For quite some time--about a year, in fact--I had nearly forgotten my crypto-world. I barely glanced at the markets, I let my coin all just sit without moving anything around or chasing any trades. I shut off my miners because the return was so far underground I got letters from the center of the Earth telling me to forget it and sell the machines. It seemed like a cold, barren winter had settled.
Now, I'm no expert--as you've probably already guessed by my description of dormancy--but I took actions I felt were best at the time. Then, life simply happened; I shut down the miners and they collected dust (their dust covers collected dust) as family and work and desperate clinging to little free-time took my attention. I had every intention of kicking them back on once the price of Litecoin rose enough to pay for the electricity they consumed at the very least.

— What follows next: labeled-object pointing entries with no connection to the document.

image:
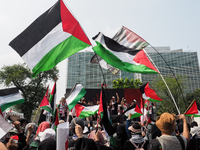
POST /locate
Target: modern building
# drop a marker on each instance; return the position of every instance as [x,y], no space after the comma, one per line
[80,70]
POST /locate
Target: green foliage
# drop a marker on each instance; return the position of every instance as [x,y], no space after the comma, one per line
[126,84]
[194,96]
[33,89]
[168,105]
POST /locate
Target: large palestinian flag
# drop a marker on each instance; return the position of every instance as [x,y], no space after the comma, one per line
[124,51]
[149,94]
[10,97]
[76,93]
[194,110]
[134,110]
[84,110]
[51,38]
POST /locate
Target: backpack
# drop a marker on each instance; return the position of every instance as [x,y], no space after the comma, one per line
[137,147]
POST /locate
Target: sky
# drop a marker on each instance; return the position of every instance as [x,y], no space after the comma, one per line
[159,22]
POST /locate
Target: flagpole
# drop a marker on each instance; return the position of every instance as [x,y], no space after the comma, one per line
[164,82]
[170,69]
[189,106]
[36,114]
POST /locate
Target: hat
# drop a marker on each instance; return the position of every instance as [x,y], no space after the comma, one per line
[78,121]
[166,123]
[135,128]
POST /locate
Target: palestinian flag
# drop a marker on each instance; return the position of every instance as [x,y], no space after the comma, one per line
[4,127]
[144,111]
[10,97]
[98,60]
[52,98]
[50,39]
[194,110]
[84,110]
[149,94]
[56,122]
[45,103]
[134,110]
[76,93]
[151,121]
[124,51]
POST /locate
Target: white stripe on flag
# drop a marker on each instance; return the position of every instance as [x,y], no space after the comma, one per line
[54,37]
[10,98]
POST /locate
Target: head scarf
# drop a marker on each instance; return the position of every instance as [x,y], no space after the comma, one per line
[121,136]
[47,144]
[44,125]
[102,141]
[48,133]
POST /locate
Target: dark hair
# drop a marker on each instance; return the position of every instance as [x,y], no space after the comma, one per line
[194,123]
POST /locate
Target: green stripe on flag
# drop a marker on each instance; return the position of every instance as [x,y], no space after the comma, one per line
[77,98]
[9,104]
[62,51]
[114,61]
[85,114]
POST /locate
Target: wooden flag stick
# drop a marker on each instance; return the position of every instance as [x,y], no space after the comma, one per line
[189,106]
[36,114]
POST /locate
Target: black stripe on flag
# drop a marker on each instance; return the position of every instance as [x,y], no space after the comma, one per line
[115,46]
[37,30]
[9,91]
[69,92]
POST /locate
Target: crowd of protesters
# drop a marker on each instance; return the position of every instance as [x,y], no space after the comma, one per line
[170,132]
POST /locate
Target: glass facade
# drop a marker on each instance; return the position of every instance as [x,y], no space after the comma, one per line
[182,63]
[80,70]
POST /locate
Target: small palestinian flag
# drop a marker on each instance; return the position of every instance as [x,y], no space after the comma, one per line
[134,110]
[51,38]
[52,98]
[83,110]
[124,51]
[194,110]
[149,94]
[45,103]
[98,60]
[4,127]
[151,121]
[56,120]
[76,93]
[10,97]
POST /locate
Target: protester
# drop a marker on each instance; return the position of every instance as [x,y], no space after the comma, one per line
[166,124]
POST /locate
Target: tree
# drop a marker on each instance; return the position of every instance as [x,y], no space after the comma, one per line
[168,105]
[32,89]
[194,96]
[127,84]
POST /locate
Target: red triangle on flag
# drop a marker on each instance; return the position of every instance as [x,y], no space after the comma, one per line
[79,109]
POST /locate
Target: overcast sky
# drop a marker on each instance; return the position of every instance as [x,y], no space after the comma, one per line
[173,23]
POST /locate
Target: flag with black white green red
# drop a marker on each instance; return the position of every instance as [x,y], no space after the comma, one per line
[98,60]
[10,97]
[73,96]
[134,110]
[124,51]
[194,110]
[45,103]
[149,94]
[52,98]
[56,120]
[84,110]
[51,38]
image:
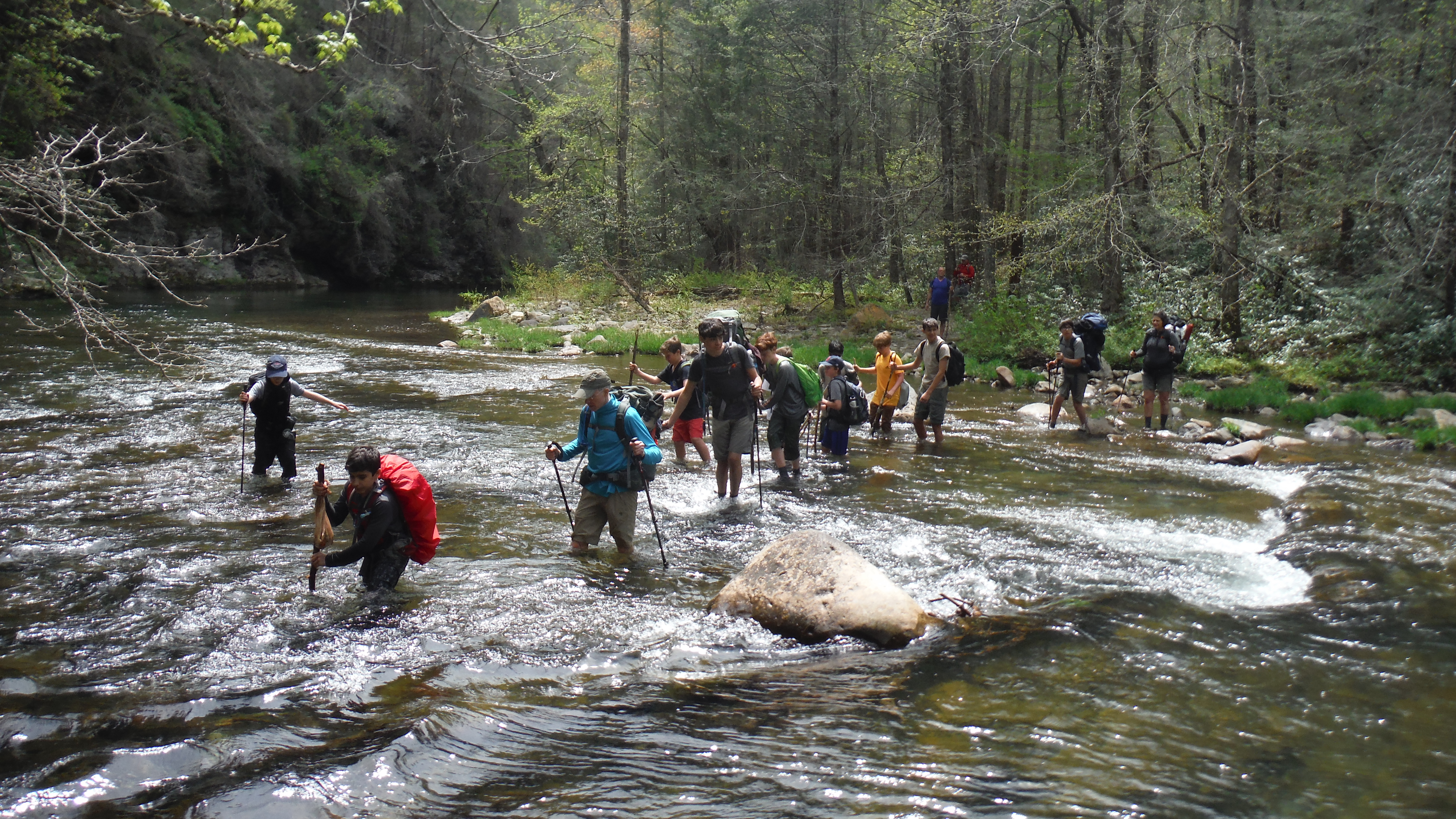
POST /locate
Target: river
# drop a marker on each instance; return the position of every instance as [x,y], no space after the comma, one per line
[1173,637]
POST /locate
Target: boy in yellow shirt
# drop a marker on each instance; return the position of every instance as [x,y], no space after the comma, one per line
[889,384]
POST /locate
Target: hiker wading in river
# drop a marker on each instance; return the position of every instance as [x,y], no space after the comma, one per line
[733,384]
[274,428]
[380,534]
[608,498]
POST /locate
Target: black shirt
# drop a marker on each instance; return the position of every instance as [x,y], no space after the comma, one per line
[378,524]
[729,381]
[675,378]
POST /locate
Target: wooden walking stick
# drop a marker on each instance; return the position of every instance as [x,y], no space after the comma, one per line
[322,531]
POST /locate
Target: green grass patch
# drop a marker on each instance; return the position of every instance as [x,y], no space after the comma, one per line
[1263,392]
[1368,404]
[510,337]
[618,342]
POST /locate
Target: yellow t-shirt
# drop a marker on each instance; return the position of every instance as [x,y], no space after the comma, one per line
[884,378]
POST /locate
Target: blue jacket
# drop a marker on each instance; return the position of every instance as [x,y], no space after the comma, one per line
[605,452]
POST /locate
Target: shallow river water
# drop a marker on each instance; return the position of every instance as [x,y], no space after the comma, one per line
[1165,637]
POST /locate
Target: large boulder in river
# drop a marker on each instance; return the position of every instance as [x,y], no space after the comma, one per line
[811,586]
[1240,455]
[491,308]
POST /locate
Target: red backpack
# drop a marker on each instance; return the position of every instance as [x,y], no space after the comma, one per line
[417,503]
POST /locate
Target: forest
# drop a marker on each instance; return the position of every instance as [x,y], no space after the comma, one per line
[1280,173]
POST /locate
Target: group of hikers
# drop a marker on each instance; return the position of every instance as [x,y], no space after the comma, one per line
[726,385]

In early June, a friend casually asked me, "How are your miners doing?" and I replied that they hadn't been running for some time. He pointed out that the price was rising again. I took a look at the market and realized the time had come to fire up the miners again. The clouds parted and the Age of Ragnarok had come.
My first fears were that everything had somehow become outdated and sat so long that nothing would work. Of course, the opposite happened--everything was as I had left it, so all hardware, software, and firmware was intact and configured. I flipped the breakers on and voila! The miners immediately began their air-raid siren startup procedures.
I connected a monitor to the computer that runs the MCP (Miner Control Program) that I wrote and saw that all the sensors and relays were functional and I still had remote desktop access. Then, the first failure. Miner number six's power supply failed, so I am down to five miners until I have the time to repair the damaged power supply or purchase a new one and install it.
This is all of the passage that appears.